Interpreting this, I can build a list of links for this item, and build the text output and labels. Want to change the label shown to the end user? Just change the “prompt” value, and your text label is changed. Want to support internationalization? Easy, just handle this on the server side. Want to provide additional links? Just add new links in the “links” array, and your client can automatically build them out.

In one recent application, we built a client API that automatically followed first-level item collection links and displayed the results as a “master-detail” view. A newer version of the API that added a new child collection didn’t require any change to the client – the new table automatically showed up because we made the generic client controls hypermedia-aware.
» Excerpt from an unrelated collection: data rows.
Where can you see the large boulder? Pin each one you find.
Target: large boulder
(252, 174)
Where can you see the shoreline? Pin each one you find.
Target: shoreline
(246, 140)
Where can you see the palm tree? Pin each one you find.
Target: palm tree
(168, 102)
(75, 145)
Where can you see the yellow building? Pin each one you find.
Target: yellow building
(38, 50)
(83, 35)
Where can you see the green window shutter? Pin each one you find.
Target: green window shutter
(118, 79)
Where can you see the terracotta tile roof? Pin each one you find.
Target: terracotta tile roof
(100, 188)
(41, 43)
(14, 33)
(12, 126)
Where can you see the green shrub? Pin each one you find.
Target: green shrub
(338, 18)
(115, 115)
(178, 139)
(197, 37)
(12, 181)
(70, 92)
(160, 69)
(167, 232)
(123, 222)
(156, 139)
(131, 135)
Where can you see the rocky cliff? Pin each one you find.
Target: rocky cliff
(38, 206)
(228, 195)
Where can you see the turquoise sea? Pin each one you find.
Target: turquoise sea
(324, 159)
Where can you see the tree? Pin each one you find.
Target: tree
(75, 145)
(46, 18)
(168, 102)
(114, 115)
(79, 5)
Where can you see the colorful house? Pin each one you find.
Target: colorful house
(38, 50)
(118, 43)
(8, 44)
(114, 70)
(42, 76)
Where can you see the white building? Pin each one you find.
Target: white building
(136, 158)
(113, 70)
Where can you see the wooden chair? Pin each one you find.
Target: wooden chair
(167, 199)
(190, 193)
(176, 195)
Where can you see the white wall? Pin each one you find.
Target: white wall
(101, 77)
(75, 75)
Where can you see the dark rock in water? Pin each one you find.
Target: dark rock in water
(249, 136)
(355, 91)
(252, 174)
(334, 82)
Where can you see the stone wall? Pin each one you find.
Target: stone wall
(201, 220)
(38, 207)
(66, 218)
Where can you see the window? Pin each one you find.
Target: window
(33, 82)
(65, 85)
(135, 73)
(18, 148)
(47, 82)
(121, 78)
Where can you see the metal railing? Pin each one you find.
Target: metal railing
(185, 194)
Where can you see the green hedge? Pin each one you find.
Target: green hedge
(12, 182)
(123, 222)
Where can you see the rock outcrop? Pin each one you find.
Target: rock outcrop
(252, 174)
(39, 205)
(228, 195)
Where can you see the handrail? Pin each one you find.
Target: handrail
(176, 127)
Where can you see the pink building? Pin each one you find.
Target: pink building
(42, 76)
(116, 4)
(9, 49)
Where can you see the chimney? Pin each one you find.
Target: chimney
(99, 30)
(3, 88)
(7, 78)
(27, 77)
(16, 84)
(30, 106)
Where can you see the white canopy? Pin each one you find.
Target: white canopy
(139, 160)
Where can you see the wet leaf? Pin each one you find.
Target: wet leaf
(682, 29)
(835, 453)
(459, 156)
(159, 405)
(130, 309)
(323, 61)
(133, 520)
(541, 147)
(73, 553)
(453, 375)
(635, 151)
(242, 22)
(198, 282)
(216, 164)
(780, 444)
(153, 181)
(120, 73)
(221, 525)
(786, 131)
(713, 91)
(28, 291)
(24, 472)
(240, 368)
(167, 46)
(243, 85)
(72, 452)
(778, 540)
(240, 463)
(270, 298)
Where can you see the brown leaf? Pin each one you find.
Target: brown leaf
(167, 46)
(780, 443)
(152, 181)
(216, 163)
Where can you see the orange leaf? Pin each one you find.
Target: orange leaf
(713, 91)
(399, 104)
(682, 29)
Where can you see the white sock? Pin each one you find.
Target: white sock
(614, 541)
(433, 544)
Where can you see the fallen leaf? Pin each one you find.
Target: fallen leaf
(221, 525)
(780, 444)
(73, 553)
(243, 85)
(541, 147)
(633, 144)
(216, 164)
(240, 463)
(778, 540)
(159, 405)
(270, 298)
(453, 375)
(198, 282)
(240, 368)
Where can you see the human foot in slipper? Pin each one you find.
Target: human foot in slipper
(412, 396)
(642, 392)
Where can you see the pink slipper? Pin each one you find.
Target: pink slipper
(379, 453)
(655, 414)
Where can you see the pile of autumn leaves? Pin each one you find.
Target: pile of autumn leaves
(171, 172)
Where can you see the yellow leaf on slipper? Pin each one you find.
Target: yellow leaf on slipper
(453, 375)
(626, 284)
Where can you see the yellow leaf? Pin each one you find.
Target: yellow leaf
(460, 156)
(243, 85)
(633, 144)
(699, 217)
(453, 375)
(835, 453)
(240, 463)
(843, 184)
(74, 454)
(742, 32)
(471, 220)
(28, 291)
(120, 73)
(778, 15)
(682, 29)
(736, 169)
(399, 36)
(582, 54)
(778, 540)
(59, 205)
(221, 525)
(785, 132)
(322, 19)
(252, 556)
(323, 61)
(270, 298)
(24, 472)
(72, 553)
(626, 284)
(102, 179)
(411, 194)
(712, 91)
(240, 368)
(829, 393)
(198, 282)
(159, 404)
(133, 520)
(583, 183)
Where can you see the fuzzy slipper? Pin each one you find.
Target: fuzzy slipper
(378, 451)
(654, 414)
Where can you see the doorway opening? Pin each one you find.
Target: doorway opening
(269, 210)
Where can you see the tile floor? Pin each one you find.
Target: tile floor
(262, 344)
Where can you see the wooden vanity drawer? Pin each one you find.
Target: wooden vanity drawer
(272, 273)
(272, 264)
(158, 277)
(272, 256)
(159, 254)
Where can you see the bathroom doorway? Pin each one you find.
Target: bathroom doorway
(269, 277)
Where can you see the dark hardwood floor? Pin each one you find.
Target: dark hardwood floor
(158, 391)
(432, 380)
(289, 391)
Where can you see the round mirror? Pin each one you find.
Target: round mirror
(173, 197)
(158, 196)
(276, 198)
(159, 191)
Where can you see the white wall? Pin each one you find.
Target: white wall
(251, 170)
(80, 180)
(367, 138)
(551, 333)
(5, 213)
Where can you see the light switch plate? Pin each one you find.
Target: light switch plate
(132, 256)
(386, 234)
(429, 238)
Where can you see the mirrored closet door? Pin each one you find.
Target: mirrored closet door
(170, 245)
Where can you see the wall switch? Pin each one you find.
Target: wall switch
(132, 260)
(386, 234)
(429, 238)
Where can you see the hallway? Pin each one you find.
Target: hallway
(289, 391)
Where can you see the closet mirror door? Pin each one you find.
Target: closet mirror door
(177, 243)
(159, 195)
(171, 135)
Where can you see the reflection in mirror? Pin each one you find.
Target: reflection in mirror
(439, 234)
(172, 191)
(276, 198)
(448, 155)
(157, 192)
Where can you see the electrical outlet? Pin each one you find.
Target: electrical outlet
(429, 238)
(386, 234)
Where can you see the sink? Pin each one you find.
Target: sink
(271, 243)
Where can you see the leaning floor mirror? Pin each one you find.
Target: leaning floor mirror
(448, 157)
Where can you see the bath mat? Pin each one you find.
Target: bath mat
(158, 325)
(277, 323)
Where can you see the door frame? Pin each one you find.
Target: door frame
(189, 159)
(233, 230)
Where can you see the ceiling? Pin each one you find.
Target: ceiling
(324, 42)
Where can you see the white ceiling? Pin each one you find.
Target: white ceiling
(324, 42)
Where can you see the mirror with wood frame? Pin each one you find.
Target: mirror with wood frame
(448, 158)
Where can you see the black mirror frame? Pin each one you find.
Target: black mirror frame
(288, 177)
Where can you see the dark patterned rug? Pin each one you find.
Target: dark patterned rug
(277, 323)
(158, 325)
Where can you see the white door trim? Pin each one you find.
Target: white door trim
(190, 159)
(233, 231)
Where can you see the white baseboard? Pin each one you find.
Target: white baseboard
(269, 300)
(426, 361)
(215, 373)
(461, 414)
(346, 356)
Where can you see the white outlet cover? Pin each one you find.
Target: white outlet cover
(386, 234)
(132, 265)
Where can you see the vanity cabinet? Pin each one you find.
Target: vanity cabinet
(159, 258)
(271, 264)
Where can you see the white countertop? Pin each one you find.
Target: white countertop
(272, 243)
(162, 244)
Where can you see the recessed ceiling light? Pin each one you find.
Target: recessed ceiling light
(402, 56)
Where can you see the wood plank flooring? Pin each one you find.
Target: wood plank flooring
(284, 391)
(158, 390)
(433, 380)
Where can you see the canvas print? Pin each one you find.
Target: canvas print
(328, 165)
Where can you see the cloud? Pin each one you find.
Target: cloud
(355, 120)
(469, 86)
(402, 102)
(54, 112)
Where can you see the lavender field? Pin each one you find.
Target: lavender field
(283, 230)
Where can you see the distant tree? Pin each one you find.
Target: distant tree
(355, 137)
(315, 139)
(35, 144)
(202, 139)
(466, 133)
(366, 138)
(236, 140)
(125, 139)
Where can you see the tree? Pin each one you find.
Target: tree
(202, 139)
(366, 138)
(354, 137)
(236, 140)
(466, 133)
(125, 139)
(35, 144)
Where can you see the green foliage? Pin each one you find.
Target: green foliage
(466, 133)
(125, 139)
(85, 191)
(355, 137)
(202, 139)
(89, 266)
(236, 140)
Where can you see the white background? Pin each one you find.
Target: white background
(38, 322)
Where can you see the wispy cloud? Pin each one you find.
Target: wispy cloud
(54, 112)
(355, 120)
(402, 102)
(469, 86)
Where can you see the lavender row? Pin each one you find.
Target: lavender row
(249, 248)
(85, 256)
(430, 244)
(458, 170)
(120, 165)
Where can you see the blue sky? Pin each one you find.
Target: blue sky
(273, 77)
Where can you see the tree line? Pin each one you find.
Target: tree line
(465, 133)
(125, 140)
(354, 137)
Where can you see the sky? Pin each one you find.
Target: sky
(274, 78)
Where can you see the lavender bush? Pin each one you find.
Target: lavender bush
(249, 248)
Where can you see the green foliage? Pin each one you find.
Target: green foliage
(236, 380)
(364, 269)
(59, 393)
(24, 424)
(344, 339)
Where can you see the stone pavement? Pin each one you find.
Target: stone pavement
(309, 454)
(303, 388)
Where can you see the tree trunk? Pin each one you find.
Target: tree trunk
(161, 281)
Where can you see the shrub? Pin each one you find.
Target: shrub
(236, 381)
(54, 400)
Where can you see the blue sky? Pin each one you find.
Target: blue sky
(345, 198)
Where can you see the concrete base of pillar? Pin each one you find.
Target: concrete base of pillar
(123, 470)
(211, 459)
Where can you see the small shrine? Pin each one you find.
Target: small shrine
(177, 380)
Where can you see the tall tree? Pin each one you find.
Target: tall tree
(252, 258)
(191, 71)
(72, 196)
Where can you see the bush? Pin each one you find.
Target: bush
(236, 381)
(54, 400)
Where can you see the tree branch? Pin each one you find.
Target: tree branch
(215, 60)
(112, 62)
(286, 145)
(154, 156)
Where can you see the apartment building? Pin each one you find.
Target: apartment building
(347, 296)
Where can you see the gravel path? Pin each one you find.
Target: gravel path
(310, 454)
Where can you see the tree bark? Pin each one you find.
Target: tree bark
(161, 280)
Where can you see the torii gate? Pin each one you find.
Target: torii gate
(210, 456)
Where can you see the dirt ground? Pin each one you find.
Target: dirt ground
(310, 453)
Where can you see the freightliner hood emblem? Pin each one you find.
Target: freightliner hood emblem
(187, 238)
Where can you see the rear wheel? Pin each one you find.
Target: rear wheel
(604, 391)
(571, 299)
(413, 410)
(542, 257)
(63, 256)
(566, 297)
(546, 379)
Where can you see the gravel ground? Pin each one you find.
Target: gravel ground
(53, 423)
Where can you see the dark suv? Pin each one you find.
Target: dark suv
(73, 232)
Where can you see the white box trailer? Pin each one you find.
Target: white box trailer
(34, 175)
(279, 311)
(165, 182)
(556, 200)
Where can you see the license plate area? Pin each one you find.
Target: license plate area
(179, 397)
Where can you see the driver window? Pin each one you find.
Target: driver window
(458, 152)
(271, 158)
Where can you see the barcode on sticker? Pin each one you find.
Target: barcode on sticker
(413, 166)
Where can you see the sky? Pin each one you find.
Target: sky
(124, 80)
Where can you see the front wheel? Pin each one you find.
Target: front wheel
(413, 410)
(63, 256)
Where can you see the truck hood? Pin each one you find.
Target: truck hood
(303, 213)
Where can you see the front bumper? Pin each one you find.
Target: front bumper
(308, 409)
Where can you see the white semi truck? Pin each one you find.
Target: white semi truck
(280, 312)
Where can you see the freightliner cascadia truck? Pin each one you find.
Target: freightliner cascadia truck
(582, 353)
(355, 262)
This did require an investment in our clients, but it was a small price to pay to allow clients to react to the server API, instead of having their implementation coupled to an understanding of the API that could be out-of-date, or just wrong.

The rich hypermedia formats are quite numerous now:

The real challenge is building clients that can interpret these formats. In my experience, we don’t really need a generic solution for interaction, but rather individual components (links, forms, etc.) The client still needs to have some “understanding” of the server, but these can instead be in the form of metadata rather than hard-coded understanding of raw JSON.

Ultimately, hypermedia matters, but in far fewer places than are today incorrectly labeled with a “RESTful API”, but is not entirely vaporware or astronaut architecture. It’s somewhere in the middle, and like many nascent architectures (SOA, Microservices, Reactive), it will take a few iterations to nail down the appropriate scenarios, patterns and practices.